The İstanbul 14th High Criminal Court began a review of the trial late last year after the Supreme Court of Appeals overturned in May the İstanbul court’s ruling of Jan. 17, 2012, in which it dismissed the involvement of an organized criminal network in the murder.
Tuncel was released as part of legal amendments made for lengthy trials and Tuncel exceeded the maximum period he could be jailed as a suspect.
Tuncel, who worked as an informant for the Trabzon Police Department, was sentenced to 10 years in prison for his role in the 2004 bombing of a McDonald’s restaurant in the Black Sea town of Trabzon but was acquitted of all charges regarding the Dink murder, including prosecutors’ claims in the first trial that he was the one who ordered Yasin Hayal, the man who was given a life sentence for soliciting Dink’s shooter, to murder him.
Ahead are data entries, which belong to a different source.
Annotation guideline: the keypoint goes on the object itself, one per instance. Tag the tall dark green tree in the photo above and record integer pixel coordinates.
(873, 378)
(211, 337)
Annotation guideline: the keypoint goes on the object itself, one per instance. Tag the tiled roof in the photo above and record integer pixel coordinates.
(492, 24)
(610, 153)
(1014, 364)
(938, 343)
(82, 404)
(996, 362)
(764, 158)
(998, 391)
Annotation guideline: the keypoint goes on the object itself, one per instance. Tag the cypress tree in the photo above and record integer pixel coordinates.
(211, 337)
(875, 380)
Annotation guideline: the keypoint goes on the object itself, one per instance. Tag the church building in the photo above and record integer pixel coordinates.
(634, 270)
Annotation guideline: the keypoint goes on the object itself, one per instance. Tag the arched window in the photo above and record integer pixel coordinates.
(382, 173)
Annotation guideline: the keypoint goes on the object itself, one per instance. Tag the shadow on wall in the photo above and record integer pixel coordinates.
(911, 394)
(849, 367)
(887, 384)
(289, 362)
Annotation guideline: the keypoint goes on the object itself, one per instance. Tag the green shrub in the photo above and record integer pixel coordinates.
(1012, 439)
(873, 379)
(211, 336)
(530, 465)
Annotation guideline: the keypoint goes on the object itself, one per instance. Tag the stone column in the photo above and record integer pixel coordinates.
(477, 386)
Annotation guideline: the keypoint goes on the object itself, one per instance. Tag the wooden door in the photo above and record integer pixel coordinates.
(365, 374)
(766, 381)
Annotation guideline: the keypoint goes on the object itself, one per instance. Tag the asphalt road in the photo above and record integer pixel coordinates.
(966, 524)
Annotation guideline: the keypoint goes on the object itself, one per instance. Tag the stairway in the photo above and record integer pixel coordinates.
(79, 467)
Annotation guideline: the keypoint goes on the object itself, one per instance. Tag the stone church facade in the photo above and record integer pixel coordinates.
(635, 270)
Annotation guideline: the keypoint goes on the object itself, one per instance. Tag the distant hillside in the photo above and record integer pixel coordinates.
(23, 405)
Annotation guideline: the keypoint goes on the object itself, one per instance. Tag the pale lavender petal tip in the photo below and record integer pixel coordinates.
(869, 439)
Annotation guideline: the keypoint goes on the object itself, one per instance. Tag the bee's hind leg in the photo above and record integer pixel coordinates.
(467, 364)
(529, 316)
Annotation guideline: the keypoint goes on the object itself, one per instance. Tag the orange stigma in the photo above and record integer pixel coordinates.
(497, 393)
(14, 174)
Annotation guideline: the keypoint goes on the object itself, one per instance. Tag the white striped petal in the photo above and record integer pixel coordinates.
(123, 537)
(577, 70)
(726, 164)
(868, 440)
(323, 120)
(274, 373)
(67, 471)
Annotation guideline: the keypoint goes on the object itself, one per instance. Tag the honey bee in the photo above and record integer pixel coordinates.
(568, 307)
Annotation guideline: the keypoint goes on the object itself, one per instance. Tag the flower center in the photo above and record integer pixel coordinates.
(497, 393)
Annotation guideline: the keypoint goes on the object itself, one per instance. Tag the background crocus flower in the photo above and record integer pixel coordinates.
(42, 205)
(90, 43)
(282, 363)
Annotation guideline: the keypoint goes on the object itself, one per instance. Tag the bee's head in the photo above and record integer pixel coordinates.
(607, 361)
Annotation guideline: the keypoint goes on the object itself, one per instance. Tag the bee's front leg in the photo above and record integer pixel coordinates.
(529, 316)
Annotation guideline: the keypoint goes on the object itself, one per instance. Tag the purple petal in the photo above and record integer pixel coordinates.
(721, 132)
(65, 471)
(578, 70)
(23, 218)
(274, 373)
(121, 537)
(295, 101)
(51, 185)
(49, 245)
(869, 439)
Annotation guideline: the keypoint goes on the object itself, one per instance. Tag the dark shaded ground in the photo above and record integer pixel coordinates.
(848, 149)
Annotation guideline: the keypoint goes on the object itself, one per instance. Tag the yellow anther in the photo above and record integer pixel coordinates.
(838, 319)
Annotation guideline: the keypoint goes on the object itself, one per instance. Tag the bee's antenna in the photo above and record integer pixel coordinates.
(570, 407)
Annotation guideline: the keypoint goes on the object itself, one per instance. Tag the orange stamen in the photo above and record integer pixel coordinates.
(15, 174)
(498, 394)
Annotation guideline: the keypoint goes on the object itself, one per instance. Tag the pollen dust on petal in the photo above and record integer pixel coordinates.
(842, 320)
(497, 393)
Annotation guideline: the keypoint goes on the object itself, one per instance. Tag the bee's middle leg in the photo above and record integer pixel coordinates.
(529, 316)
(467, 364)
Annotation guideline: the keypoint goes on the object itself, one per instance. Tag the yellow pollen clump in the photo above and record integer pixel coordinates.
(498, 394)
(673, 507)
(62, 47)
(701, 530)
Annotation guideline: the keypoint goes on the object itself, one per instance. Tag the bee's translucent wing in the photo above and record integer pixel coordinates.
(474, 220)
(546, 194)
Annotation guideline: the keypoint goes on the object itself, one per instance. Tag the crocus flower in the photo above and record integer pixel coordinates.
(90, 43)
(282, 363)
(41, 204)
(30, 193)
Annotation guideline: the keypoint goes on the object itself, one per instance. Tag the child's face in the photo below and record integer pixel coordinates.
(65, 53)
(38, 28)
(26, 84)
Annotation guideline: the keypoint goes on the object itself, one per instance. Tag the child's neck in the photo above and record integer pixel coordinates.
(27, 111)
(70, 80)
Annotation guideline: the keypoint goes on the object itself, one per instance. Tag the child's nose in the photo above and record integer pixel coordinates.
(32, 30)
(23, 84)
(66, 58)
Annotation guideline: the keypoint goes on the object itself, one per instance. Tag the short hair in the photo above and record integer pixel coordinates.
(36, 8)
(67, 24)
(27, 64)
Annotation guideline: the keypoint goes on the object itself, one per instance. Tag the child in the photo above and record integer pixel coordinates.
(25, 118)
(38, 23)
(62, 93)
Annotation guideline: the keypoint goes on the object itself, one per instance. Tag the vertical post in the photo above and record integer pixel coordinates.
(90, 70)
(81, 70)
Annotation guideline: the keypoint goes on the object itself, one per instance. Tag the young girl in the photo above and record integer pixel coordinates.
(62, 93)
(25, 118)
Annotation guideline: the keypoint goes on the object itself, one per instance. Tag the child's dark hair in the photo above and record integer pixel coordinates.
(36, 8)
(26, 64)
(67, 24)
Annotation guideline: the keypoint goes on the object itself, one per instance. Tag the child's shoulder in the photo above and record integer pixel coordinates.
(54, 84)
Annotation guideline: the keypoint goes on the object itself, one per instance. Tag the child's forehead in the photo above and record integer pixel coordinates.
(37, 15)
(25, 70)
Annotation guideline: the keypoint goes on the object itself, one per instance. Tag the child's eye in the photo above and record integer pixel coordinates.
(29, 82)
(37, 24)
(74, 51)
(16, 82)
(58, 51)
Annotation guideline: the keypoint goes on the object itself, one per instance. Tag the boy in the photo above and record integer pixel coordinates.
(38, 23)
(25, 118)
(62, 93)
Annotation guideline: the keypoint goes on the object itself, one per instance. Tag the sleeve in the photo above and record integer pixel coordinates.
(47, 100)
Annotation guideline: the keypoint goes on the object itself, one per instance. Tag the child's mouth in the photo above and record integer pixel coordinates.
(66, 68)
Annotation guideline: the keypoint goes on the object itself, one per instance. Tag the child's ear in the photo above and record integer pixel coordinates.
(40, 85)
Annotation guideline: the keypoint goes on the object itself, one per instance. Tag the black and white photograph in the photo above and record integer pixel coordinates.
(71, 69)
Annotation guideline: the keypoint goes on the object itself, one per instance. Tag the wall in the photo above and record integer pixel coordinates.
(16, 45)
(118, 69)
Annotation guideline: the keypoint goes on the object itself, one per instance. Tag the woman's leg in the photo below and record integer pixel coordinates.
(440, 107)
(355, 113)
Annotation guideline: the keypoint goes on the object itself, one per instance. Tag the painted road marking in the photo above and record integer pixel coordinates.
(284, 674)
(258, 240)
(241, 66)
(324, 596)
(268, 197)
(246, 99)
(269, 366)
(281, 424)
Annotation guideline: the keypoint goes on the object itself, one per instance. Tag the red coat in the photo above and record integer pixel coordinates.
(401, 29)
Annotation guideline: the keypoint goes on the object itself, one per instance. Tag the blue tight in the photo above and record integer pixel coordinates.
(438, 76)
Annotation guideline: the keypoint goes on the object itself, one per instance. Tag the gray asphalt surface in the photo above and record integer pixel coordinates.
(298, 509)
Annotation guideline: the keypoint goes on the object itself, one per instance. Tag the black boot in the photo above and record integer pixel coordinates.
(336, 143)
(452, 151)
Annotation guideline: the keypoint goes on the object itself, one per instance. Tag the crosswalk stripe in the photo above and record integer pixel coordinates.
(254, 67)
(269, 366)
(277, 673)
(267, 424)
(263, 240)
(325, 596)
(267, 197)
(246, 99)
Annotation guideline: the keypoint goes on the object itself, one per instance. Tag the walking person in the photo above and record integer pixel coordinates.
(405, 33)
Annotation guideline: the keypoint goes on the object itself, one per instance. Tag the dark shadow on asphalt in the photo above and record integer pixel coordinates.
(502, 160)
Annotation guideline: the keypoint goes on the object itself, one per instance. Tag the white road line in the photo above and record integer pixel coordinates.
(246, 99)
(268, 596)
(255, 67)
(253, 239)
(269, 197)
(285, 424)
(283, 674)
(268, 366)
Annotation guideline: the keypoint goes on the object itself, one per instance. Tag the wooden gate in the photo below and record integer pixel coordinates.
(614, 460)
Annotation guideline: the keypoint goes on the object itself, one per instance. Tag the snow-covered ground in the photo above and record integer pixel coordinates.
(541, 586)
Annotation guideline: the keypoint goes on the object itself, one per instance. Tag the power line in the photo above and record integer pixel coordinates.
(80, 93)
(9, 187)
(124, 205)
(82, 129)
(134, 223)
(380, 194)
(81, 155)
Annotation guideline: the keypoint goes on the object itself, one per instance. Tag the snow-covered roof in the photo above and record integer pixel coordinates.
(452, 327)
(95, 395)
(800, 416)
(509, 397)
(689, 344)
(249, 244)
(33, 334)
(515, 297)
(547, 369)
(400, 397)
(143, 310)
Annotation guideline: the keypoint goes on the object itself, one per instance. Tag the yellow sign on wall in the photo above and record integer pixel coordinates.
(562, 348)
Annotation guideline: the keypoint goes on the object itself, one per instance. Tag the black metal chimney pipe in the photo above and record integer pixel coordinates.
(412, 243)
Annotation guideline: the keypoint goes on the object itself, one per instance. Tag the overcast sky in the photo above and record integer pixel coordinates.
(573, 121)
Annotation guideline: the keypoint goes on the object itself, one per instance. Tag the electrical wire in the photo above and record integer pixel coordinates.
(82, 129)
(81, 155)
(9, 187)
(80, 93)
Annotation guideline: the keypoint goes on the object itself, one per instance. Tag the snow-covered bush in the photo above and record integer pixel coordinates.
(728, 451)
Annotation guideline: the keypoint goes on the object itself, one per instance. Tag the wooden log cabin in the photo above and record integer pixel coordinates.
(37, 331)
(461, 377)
Tuncel, along with all other defendants, were cleared of charges of membership in a terrorist organization in a previous local court’s ruling.
Dink was shot and killed in broad daylight on Jan. 19, 2007, by an ultranationalist teenager outside the offices of his newspaper in İstanbul. Evidence discovered since then has led to claims that the murder was linked to the “deep state,” a term used in reference to a shady group of military and civilian bureaucrats believed to have links to criminal elements.